ABSTRACT

Cultural festivals typically celebrate and reinforce a cultural identity, while becoming embedded in tourism experiences. They have sought to establish their sustainability through legacies of enduring involvement with the cultures and communities they serve. Although studies have examined the effects of attendance on festival impacts and legacy, we contribute further understanding by investigating the effects of visitors’ level of behavioural engagement during a festival on subsequent cultural and social post-festival legacies. Basing our conceptual development on van Doorn et al.’s Customer Engagement Behaviour framework and Service-Dominant-Logic, we incorporate behavioural engagement, emotions, festival loyalty, and post-festival cultural and social involvement intentions. Hypotheses are tested in two studies with data from 1335 visitors covering consecutive years of a national cultural festival, using cluster and mediation analyses. Findings highlight the importance of engagement and joyful emotions on festival legacy benefits.

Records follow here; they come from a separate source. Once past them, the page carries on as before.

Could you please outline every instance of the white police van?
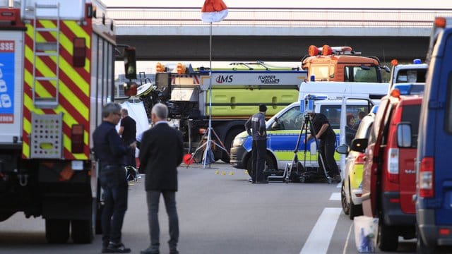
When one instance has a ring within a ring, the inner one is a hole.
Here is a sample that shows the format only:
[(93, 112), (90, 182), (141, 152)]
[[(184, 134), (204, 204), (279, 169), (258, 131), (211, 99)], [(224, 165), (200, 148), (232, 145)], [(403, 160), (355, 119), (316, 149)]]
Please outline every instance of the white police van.
[[(343, 99), (328, 99), (314, 102), (314, 110), (327, 116), (331, 127), (336, 133), (336, 146), (340, 143), (340, 119)], [(347, 113), (352, 114), (357, 119), (357, 114), (363, 111), (367, 114), (373, 103), (364, 99), (347, 99)], [(287, 163), (292, 161), (294, 150), (302, 132), (304, 114), (300, 111), (300, 103), (294, 102), (273, 116), (266, 123), (267, 128), (267, 157), (266, 169), (283, 170)], [(304, 140), (306, 132), (302, 133)], [(234, 140), (230, 152), (230, 164), (238, 169), (251, 169), (251, 137), (246, 131), (237, 135)], [(317, 147), (314, 139), (304, 145), (300, 142), (298, 147), (298, 159), (304, 167), (318, 167)], [(340, 155), (335, 153), (335, 159), (340, 160)]]

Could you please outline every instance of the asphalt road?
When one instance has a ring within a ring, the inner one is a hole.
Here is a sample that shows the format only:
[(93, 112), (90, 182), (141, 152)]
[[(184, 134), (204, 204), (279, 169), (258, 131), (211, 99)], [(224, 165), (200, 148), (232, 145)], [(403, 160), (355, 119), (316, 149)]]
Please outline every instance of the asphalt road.
[[(357, 253), (352, 221), (340, 210), (339, 185), (247, 180), (244, 171), (222, 163), (179, 169), (182, 253)], [(130, 186), (122, 230), (132, 253), (149, 244), (143, 183), (142, 179)], [(162, 201), (160, 208), (160, 253), (167, 253)], [(92, 244), (46, 243), (44, 222), (17, 213), (0, 223), (0, 253), (100, 253), (98, 235)], [(415, 243), (403, 241), (398, 250), (414, 253)]]

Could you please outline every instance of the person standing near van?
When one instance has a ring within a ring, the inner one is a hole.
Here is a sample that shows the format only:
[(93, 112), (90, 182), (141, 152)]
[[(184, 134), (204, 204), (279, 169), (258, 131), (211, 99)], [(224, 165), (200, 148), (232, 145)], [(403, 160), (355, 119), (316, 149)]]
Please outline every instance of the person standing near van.
[[(340, 174), (336, 161), (334, 159), (334, 149), (336, 142), (336, 134), (330, 126), (330, 123), (324, 114), (321, 113), (311, 113), (311, 133), (307, 136), (307, 140), (314, 138), (312, 133), (316, 133), (316, 138), (320, 140), (319, 151), (323, 157), (323, 162), (326, 171), (330, 176), (333, 176), (334, 181), (340, 182)], [(321, 164), (319, 164), (319, 167)]]
[(151, 110), (154, 127), (143, 133), (140, 145), (141, 167), (146, 174), (145, 189), (150, 245), (141, 254), (158, 254), (160, 229), (158, 207), (163, 195), (169, 222), (170, 254), (178, 254), (179, 217), (176, 208), (177, 167), (182, 162), (184, 145), (180, 131), (168, 125), (168, 108), (157, 103)]
[(263, 176), (263, 169), (267, 154), (267, 131), (266, 128), (266, 112), (267, 106), (259, 105), (259, 111), (254, 114), (245, 123), (248, 135), (253, 137), (251, 148), (251, 183), (268, 183)]
[(100, 163), (99, 179), (103, 190), (105, 207), (102, 212), (102, 253), (129, 253), (131, 249), (121, 241), (121, 229), (127, 210), (129, 185), (124, 157), (136, 143), (124, 145), (116, 131), (121, 119), (121, 105), (110, 102), (102, 109), (102, 122), (93, 133), (93, 151)]
[[(119, 133), (125, 145), (129, 145), (136, 141), (136, 122), (129, 116), (127, 109), (121, 109), (121, 126)], [(135, 149), (129, 151), (127, 155), (126, 155), (125, 164), (126, 166), (136, 167)]]

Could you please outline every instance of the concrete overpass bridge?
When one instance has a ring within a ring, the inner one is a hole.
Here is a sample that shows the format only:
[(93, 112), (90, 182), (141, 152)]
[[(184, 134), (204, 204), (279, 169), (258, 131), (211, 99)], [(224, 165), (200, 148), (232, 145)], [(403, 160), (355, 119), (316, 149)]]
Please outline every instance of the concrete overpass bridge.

We validate an “engagement ladder” comprising four distinct clusters – “Disengaged”, “Observers”, “Learners”, and “Doers”. The most engaged clusters – “Learners” and “Doers” – have significantly higher association with legacy impacts, manifested through post-festival cultural and community involvement intentions. Our results have implications for sponsors and organisers of cultural festivals whose sustainability may be justified by encouraging visitor engagement rather than merely promoting attendance.